Un coordinador de limpieza y mantenimiento en Mercadona fue despedido el 21 de septiembre de 2023 tras descubrirse que había copiado sin autorización 55.129 archivos de la empresa. Esta acción le ha costado su puesto de trabajo por el que cobraba un salario anual de 90.684,78 €.
La compañía detectó esta actividad a través de su sistema de seguridad informática, lo que desencadenó una auditoría interna y, finalmente, el despido disciplinario.
Según la carta de despido entregada al trabajador, esta descarga de archivos confidenciales se realizó justo después de mantener conversaciones con el Coordinador en la que le mostraba su descontento por su rendimiento laboral, lo que podría evidenciar un intento de hacer frente a cualquier medida disciplinaria que la empresa pudiera tomar contra él.
La descarga de archivos podía tener un interés de intento de chantaje
Entre los días 8, 9, 10 y 20 de septiembre de 2023, el empleado copió documentos de carácter confidencial a memorias externas personales. Esta información incluía listados de trabajadores, estrategias empresariales, planificación del equipo de Recursos Humanos, información médica y datos de carácter personal, además de documentos estratégicos de la empresa.
La investigación reveló que la mayoría de las descargas coincidían con momentos en los que su superior le exigía cambios en su rendimiento laboral, tras las numerosas quejas por la dejadez de sus funciones, así como un trato no apropiado a sus colaboradores de máxima confianza. Debido a ello, todo indicaba que la descarga de estos documentos podría tener un interés personal, como por ejemplo evitar cualquier una sanción disciplinaria por parte de la empresa.
La carta de despido
Mercadona argumentó que la apropiación indebida de estos archivos comprometía datos sensibles de la empresa y de sus empleados, vulnerando la normativa de protección de datos y el código de conducta interno. Además, la empresa consideró que el trabajador pudo haber planeado utilizar esta información en su propio beneficio o para dañar a la compañía.

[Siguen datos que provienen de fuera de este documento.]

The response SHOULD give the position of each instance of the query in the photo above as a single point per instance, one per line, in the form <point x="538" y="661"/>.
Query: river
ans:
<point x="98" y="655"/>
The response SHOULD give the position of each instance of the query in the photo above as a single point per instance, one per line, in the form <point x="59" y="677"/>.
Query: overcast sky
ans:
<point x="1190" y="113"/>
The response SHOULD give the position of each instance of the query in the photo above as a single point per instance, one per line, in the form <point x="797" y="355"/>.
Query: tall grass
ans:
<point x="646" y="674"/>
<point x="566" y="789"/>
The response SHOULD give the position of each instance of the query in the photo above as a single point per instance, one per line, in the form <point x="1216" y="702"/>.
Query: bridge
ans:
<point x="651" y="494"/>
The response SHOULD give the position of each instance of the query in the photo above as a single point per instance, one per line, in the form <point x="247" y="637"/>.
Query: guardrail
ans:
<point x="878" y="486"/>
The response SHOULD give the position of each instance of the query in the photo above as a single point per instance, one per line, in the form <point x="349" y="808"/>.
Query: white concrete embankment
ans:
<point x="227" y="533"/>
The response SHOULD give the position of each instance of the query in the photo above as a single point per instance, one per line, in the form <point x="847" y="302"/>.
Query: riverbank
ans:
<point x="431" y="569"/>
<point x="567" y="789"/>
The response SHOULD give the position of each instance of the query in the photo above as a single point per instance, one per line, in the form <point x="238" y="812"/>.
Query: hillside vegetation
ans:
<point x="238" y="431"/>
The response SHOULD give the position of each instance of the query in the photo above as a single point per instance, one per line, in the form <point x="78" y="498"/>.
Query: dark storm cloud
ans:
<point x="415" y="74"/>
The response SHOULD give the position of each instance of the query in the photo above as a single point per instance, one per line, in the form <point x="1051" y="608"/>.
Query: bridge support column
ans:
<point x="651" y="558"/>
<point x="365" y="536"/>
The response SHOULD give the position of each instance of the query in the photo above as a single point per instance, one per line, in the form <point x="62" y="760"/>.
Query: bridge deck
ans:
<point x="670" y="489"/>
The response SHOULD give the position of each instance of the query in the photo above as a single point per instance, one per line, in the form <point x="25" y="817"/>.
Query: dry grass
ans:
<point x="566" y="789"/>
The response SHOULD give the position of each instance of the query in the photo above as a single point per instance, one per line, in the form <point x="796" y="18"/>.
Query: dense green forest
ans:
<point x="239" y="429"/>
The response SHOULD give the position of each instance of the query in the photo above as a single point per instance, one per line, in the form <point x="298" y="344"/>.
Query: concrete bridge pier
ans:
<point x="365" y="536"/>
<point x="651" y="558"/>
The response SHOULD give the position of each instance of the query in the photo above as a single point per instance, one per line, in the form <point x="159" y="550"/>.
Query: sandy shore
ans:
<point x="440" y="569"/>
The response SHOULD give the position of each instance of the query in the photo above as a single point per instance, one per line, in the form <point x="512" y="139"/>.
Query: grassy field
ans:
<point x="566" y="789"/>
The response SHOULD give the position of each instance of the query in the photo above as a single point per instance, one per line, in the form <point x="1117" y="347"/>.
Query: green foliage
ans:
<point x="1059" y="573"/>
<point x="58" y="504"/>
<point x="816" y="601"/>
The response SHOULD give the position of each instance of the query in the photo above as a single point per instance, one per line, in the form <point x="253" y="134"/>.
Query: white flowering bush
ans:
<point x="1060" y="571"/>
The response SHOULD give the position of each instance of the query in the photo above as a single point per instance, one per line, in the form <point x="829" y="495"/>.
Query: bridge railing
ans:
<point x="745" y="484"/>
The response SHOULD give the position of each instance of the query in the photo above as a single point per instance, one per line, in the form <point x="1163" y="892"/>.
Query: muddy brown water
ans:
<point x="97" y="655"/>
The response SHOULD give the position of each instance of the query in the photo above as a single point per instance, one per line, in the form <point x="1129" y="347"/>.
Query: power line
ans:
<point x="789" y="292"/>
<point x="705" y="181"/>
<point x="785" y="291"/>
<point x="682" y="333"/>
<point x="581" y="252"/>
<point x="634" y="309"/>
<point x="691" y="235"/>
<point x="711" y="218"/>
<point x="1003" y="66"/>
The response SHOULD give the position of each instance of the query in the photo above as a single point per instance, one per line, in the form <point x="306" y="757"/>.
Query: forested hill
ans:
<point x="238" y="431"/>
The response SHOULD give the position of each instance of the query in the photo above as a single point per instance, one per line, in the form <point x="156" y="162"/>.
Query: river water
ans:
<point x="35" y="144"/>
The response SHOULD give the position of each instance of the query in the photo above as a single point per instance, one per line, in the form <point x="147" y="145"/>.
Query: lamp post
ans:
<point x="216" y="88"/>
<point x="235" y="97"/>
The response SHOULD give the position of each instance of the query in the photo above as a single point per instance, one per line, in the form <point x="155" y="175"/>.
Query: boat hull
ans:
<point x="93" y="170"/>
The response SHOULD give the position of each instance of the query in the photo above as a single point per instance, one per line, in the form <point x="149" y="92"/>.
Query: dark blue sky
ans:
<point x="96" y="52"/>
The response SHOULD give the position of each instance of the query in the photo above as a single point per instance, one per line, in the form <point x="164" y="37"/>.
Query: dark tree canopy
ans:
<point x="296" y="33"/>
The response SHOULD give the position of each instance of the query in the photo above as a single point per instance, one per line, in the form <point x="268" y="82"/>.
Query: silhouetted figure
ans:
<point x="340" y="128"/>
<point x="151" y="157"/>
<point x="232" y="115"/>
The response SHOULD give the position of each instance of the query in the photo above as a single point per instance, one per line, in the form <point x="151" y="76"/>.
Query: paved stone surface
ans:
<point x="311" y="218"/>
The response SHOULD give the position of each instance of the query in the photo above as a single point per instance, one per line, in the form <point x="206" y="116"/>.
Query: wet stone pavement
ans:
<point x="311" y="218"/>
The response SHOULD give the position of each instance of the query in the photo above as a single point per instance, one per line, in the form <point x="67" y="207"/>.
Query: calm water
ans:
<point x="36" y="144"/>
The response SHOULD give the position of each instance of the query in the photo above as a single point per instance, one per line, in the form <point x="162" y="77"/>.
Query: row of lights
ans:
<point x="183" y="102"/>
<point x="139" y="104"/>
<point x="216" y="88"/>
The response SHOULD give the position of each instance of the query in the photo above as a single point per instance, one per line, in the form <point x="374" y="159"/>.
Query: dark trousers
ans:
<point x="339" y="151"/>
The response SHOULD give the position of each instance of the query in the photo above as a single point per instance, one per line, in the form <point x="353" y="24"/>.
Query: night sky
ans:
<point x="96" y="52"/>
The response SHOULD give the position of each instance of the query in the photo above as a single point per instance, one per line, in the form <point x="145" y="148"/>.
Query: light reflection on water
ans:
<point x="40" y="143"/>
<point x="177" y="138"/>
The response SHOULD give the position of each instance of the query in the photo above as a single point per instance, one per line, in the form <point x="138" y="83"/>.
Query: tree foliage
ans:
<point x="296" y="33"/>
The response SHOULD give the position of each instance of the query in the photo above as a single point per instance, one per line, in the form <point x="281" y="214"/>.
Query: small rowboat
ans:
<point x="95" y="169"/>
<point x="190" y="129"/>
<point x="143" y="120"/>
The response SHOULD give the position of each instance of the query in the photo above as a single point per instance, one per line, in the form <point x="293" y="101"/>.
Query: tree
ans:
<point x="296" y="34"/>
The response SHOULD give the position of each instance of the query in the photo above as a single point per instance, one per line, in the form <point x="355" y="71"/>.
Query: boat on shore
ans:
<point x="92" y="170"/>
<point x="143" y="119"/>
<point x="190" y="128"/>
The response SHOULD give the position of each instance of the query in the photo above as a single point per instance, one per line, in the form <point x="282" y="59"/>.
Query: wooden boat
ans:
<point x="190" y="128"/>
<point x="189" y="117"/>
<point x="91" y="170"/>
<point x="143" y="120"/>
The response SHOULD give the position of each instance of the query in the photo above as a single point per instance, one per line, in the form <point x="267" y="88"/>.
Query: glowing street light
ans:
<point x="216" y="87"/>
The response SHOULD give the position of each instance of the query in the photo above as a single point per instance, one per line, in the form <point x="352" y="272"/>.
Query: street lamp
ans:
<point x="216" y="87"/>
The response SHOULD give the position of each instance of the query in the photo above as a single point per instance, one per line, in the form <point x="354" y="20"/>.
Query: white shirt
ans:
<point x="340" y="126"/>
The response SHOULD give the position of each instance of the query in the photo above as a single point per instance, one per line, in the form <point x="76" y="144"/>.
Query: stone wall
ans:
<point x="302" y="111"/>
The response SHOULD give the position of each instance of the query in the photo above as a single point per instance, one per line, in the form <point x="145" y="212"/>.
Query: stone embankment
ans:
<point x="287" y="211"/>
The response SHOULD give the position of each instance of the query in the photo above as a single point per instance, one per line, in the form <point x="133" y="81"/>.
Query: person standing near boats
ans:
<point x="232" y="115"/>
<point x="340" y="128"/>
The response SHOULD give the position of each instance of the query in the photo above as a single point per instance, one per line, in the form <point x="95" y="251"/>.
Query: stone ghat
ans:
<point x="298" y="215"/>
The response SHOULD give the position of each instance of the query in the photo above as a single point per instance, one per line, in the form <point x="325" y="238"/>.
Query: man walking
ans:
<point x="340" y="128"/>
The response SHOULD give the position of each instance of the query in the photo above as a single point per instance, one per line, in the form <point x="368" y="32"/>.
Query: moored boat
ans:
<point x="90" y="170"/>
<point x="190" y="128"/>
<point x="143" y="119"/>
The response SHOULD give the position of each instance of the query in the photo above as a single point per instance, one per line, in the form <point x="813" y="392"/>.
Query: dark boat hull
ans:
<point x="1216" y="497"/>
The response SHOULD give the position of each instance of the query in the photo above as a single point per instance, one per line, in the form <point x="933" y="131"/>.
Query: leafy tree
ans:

La carta de despido también citaba los artículos 278 y 279 del Código Penal español, que sancionan el descubrimiento y revelación de secretos empresariales con penas de prisión y multas económicas.
El despido es procedente
El trabajador presentó una demanda contra la empresa solicitando la improcedencia del despido. Para ello, alegó que la empresa había vulnerado su derecho a la intimidad al intervenir su equipo informático sin previo aviso ni autorización. También sostuvo que su despido fue una represalia tras negarse a aceptar cambios en sus condiciones laborales.
Además, argumentó que nunca se le había informado de las normas sobre el uso de dispositivos electrónicos y que había realizado copias de seguridad de su trabajo desde 2018, debido a una pérdida anterior de datos.
Sin embargo, el Juzgado de lo Social número 4 de Vitoria-Gasteiz rechazó sus argumentos declarando el despido procedente. Esta decisión fue apelada por el trabajador ante el Tribunal Superior de Justicia del País Vasco, que ratificó la decisión del Juzgado de lo Social.
El tribunal en su sentencia 41/2025 determinó que el trabajador sí conocía las normas internas sobre el uso de dispositivos digitales y que la empresa tenía derecho a supervisar su cumplimiento. También concluyó que la acción de Mercadona no vulneró ningún derecho fundamental, ya que la auditoría informática se realizó dentro de los límites legales y contractuales.
Asimismo, el tribunal rechazó la acusación de represalia, indicando que la decisión de despedir al empleado fue una consecuencia directa de su conducta y no una reacción a su negativa a aceptar cambios en sus horarios de trabajo.